神竜から発せられた幾重もの光の爆発が視界を霞ませる。
頑健にその身を覆っていた鱗が剥がれ、夥しい怪我を負ってなおその圧倒的な威圧感は揺るぎはしない。
咆哮は聴覚を揺さぶり空間を揺るがせ直接的な衝撃波となって全身を揺さぶってくる。
それでも、それでもあたしは倒れない。
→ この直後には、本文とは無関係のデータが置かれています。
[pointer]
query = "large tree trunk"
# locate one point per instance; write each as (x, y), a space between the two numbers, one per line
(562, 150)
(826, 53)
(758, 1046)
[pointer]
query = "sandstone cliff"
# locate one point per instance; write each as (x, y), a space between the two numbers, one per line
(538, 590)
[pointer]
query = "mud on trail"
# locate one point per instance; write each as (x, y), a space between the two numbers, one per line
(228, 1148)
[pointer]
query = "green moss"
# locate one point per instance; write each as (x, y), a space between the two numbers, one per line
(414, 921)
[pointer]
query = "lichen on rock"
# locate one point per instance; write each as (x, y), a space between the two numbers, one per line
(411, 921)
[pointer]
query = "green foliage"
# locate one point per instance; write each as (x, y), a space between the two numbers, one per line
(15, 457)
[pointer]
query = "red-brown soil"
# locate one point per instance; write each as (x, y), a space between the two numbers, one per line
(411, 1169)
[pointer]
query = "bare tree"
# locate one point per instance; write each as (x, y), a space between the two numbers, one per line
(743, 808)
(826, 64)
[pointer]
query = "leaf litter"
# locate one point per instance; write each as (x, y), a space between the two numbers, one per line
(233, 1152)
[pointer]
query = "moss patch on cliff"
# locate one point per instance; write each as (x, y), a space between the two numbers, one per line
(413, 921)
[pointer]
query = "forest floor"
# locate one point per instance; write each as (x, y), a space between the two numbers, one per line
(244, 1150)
倒れてはいけない。
神竜の息の根を止められるのはあたしだけ。
今、この世界に迫っている粛清を止めることができるのは、あたしだけなのだ。


おかあさんが必死になって神竜の中で抗っている。
ガーベラさんがその身を挺してあたしを守ってくれている。
レントさんがその身を引きずって魔力の限界を尽くしてくれている。
エイプリルさんが血だらけになってもなお立ち向かってくれている。
クリスさんがもう誰も死なせないように踏ん張ってくれている。

あたしも。

あたしも。



あたしも!!




「ノエル」
「ノエルちゃん」
「継承者殿」
「ノエル…」
「ノエルさん」








『あと少しですよ、ノエル』




フと、神竜から感じる威圧感から身体が軽くなるのを感じた。耳を劈くような咆哮も何処か遠い世界のことのように感じる。
カラドボルグを持つ手に誰かの手が添えられているような、暖かさ。